Савицкий (а это был действительно он) спокойно сунул руку в карман, вынул ее уже свободной от какого-то предмета и не спеша приблизился к обезумевшим от страха женщинам.

С неописуемым удивлением смотрели они на русоволосого юношу. Светло-серые глаза его смотрели спокойно, смело и властно. Худощавое, подвижное, выразительное лицо и весь облик реалиста говорили о сильной воле и мужестве характера юноши. Не обращая внимания на искалеченного верзилу, который ползал на четвереньках, а также на другого, безуспешно старавшегося встать, Савицкий, приподнимая фуражку, поклонился:

– Имею честь представиться – Александр Савицкий!

– Спасибо, спасибо вам! – лепетала Ольга… Акинфьевна, оправившись от страха, наконец заговорила:

– Сокол ты мой ясный! Да откуда ты налетел? Ангел-спаситель ты наш… Сколько лет живу на свете, а такого не видала и не слыхала… Дай бог тебе счастья, родимый мой!

– Позвольте быть вашим рыцарем, прекрасная Дульцинея, и проводить вас до экипажа… – с улыбкой обратился Савицкий к Ольге и подал правую руку. Ольга доверчиво приняла предложение, и они не спеша пошли к лагерю.

– Почему вы знаете, господин Савицкий, что меня ждет экипаж? – спросила с любопытством девушка.

– Я бродил по лесу и случайно видел, как приехала ваша карета, – ответил юноша.

– Подумать только, один троих здоровенных мужиков порешил! Знать, руки у тебя золотые, витязь ты наш ясноокий! – восклицала, качая головой, Акинфьевна. – Ах, поганцы! То-то вы орали, когда за детьми гнались, а теперь и дух у вас перехватило, – не унималась она. Ольга, вспомнив Шацкого, невольно улыбнулась.

– Скажите, что было в вашей руке? – спросила она и пристально посмотрела в лицо своего нового кавалера.

– А, это кистень! Серьезное оружие, скажу я вам, в умелых руках.

– Я в этом воочию убедилась!

– Прошу вас, извините, не знаю, как вас называть!

– Зовите Олей!

– Очень прошу вас, Оля, никому не говорить об этом моем оружии, – серьезно сказал Савицкий.

Их разговор был прерван, так как навстречу уже бежали толпы учеников и испуганные учителя.

Шацкий, издали увидев Ольгу, идущую под руку с Савицким, поспешил ретироваться. На вопросы встречных отвечала больше Акинфьевна.

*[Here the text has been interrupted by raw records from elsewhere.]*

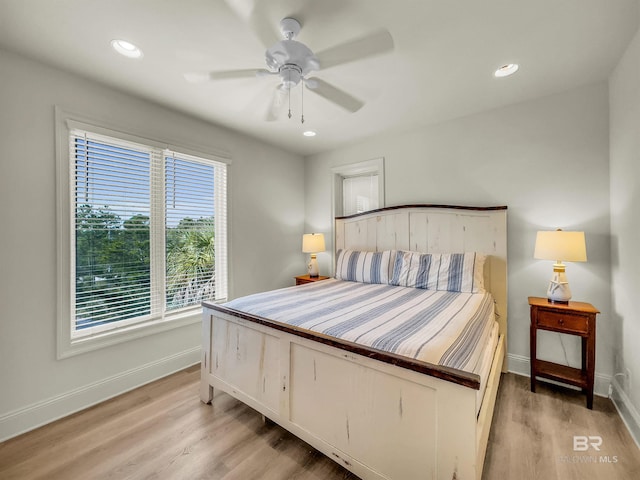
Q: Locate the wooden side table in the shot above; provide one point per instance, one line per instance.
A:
(576, 318)
(302, 279)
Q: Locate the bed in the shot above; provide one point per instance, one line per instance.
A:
(388, 399)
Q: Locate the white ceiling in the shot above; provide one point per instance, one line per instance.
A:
(441, 68)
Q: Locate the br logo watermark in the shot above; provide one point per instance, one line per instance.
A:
(592, 445)
(582, 443)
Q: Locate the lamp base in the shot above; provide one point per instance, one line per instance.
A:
(312, 267)
(559, 291)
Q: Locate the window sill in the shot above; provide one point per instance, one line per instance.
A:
(68, 347)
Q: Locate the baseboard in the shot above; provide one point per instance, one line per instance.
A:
(40, 413)
(520, 365)
(627, 411)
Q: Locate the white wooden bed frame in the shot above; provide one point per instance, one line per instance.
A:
(378, 415)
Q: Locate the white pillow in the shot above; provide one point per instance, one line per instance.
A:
(365, 267)
(453, 272)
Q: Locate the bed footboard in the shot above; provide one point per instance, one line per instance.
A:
(378, 420)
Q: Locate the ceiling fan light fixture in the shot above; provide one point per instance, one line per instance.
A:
(126, 49)
(506, 70)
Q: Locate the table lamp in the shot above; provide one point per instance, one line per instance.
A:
(313, 243)
(560, 246)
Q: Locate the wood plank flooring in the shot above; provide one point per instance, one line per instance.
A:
(162, 431)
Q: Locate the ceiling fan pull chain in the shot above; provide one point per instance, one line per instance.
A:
(302, 103)
(289, 90)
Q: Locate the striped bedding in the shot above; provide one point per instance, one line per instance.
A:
(438, 327)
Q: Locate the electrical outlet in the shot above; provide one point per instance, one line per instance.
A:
(627, 374)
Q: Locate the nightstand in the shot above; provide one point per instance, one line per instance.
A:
(576, 318)
(302, 279)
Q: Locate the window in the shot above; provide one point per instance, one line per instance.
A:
(358, 187)
(359, 193)
(147, 235)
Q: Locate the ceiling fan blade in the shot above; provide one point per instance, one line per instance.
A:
(335, 95)
(276, 103)
(200, 77)
(258, 22)
(375, 43)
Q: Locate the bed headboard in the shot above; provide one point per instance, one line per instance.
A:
(436, 229)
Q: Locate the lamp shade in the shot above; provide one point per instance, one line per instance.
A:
(560, 246)
(313, 243)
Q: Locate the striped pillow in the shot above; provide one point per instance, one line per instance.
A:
(453, 272)
(365, 267)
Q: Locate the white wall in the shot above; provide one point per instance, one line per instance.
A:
(266, 198)
(625, 228)
(546, 159)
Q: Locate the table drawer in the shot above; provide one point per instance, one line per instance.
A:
(563, 321)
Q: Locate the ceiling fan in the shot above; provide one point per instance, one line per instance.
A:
(292, 61)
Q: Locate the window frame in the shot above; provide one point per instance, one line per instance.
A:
(69, 344)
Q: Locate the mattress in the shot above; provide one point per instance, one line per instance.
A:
(456, 330)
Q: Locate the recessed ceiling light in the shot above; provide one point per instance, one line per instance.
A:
(127, 49)
(506, 70)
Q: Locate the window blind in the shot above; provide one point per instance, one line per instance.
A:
(194, 240)
(150, 231)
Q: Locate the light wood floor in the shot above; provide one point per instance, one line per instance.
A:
(162, 431)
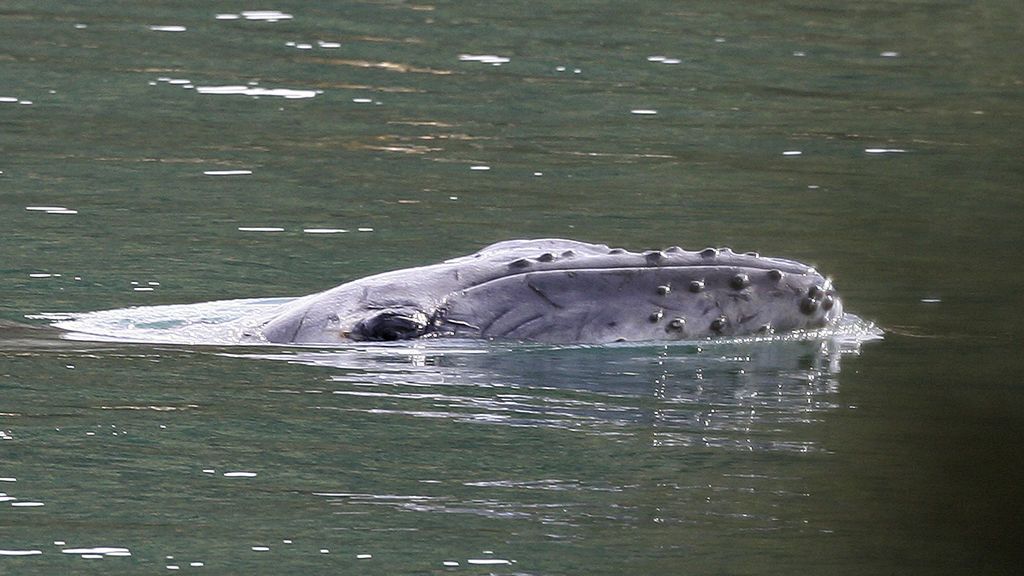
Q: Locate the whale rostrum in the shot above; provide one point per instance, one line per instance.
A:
(563, 291)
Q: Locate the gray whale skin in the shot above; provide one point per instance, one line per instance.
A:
(563, 291)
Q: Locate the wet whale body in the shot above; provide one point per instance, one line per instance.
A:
(563, 291)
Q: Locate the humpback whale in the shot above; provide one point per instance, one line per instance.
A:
(564, 291)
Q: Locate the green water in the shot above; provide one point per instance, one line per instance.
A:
(779, 459)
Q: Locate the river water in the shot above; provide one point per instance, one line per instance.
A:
(159, 153)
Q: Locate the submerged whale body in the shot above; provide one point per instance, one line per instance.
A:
(563, 291)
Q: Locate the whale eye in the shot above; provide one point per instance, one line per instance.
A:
(390, 326)
(739, 282)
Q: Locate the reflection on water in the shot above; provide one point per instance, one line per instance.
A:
(733, 396)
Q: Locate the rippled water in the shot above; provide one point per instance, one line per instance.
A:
(171, 153)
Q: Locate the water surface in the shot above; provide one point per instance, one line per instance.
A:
(177, 152)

Савицкий, нехотя, ответил двум-трем учителям, и то весьма кратко, на расспросы о случившемся на лесной тропинке. Он чувствовал, что спутница не намерена оставить его руку, и довел ее до экипажа.

Анисим с удивлением смотрел на незнакомого реалиста.

«Пошли с одним, а вернулись с другим», – подумал он. – А где же барин? – обратился он с вопросом к Акинфьевне.

– Убег твой барин! – отвечала с иронией Акинфьевна, садясь в экипаж вслед за Ольгой. Ничего не поняв, Анисим подобрал вожжи.

– Господин Савицкий, мы будем рады, если вам будет угодно поехать с нами, – обратилась Ольга к Савицкому.

– Благодарю, если только я не стесню вас.

– О нет! Вы нас не стесните, экипаж просторный. Садитесь, пожалуйста! – с ласковой улыбкой приглашала Ольга, указывая ему на место рядом с собой. Савицкий обошел экипаж и сел по правую сторону.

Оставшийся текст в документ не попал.